JUL 18, 2008
To describe the incidence and clinical characteristics of this condition in children, researchers retrospectively reviewed the records of all patients aged 18 and younger diagnosed with an epiretinal membrane (ERM) at a single site during a 30-year period.
They found ERMs are rare in children, with an incidence of 0.54 per 100,000 patients. Trauma was the most common cause, occurring in 39 percent of patients; uveitis was found in 20 percent and no cause in 30 percent of patients.
The cellophane macular reflex (CMR) type of ERM, often considered the most common and benign form, was found in only 25 percent of patients. The authors suggest that its relatively benign symptoms may make it less likely to be noticed.
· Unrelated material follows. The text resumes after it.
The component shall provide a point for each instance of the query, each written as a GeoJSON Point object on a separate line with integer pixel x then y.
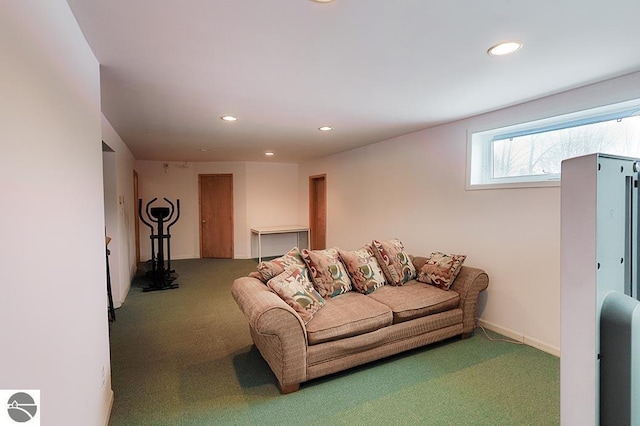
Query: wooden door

Mean age at the time of diagnosis among the study population was 12.4 years and ranged from four months to 18 years. Most were boys (70 percent). In half of patients, the presenting visual acuity in the affected eye was 20/60 or less, and 23 percent of them displayed strabismus.
Patients treated surgically generally have a favorable outcome. Eight of the 44 patients underwent pars plana vitrectomy with membrane peel and at least five of them experienced an improvement in visual acuity postoperatively. One of the patients subsequently developed a nuclear sclerotic cataract and another a recurrent ERM sufficient to require a second peeling.